The pattern mirrors the cascading failures seen during the 2008 financial crisis, where the failure of one institution exposed the vulnerabilities of others connected through a web of loans and derivatives. In crypto’s case, the interconnection comes through lending platforms, decentralized finance protocols, and over-the-counter trading desks that all borrowed from and lent to one another.

The Fed Factor: Macro Headwinds Intensify

The crypto collapse is unfolding against a backdrop of aggressive monetary tightening. On June 15, the Federal Reserve raised interest rates by 75 basis points — the largest single hike since 1994 — bringing the benchmark rate to 1.75%. The move, aimed at combating surging inflation, has hit risk assets across the board, from equities to cryptocurrencies.

Bitcoin, often touted as an inflation hedge, has not been spared. The world’s largest cryptocurrency fell below $20,000 for the first time since December 2020, briefly touching $17,600 before recovering to around $21,200. Ethereum, the second-largest cryptocurrency, has fared even worse on a percentage basis, trading at roughly $1,227 — down more than 75% from its November 2021 peak above $4,800.
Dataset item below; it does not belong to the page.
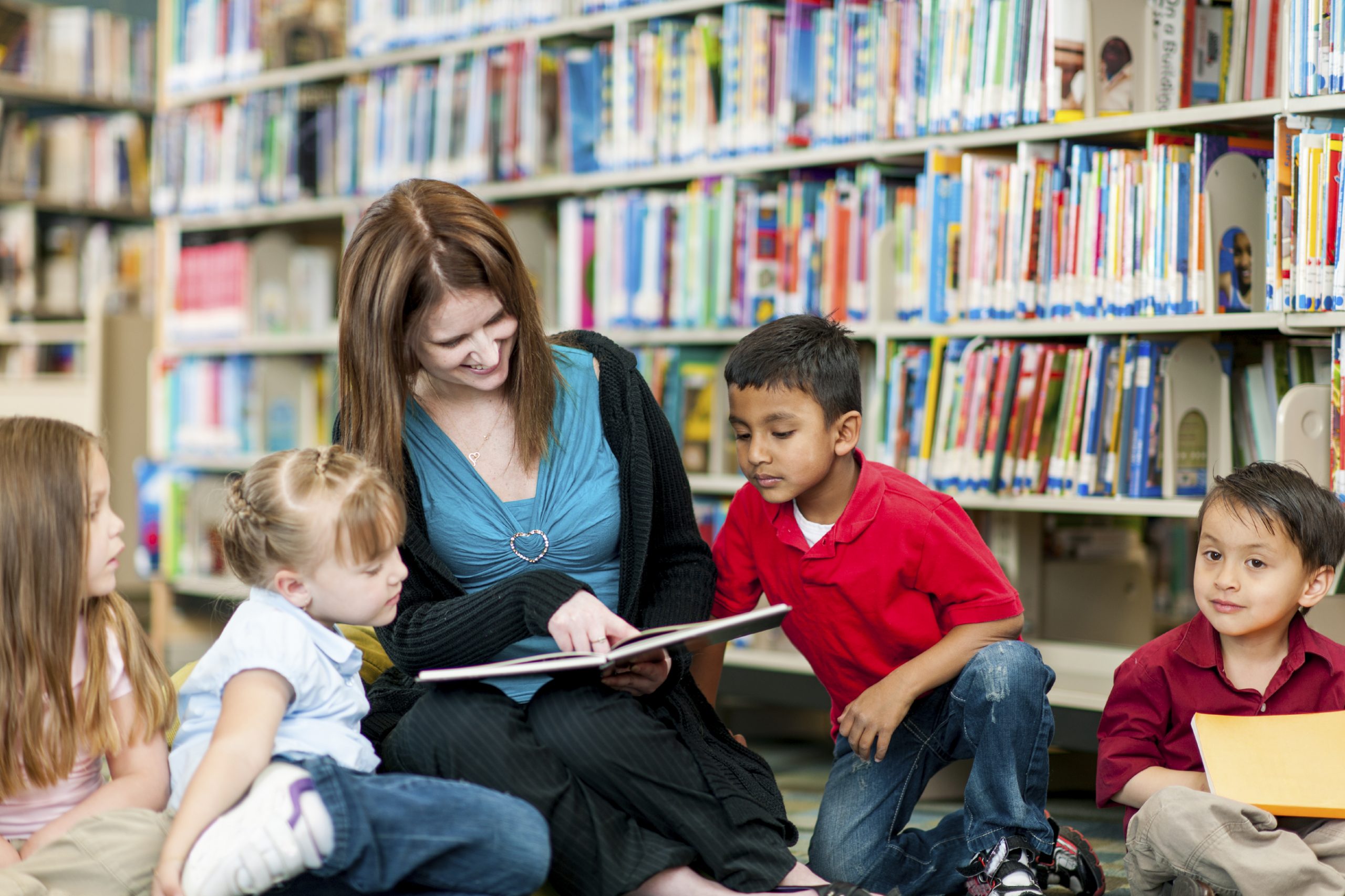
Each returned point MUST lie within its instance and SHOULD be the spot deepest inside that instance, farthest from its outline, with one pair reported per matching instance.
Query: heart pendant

MicroStrategy Doubles Down

Not everyone is running for the exits. Michael Saylor’s MicroStrategy disclosed that it purchased an additional 480 Bitcoin for approximately $10 million at an average price of $20,817 per coin between May 3 and June 28. The company now holds approximately 129,699 BTC acquired for roughly $3.98 billion at an average price of $30,664 per Bitcoin.

The purchase came despite widespread concerns that MicroStrategy could face margin calls on its Bitcoin-backed loan from Silvergate Bank. Saylor dismissed those reports, maintaining that the company’s collateral position was secure and pledging to continue accumulating Bitcoin regardless of short-term price action.

Why This Matters

The events of June 2022 represent one of the most severe stress tests the cryptocurrency industry has ever faced. The simultaneous failures of major lending platforms and hedge funds reveal fundamental weaknesses in how crypto institutions manage risk and liquidity. For investors, the key lesson is clear: counterparty risk remains the single largest threat in crypto, and even “trusted” platforms can freeze access to funds without warning. The contagion may not be over — further insolvencies could emerge as asset prices remain depressed and lenders are forced to liquidate collateral. However, each failure also brings the industry closer to a genuine clearing event, where the survivors emerge stronger and more transparent.

Disclaimer: This article is for informational purposes only and does not constitute financial advice. Always do your own research before making investment decisions.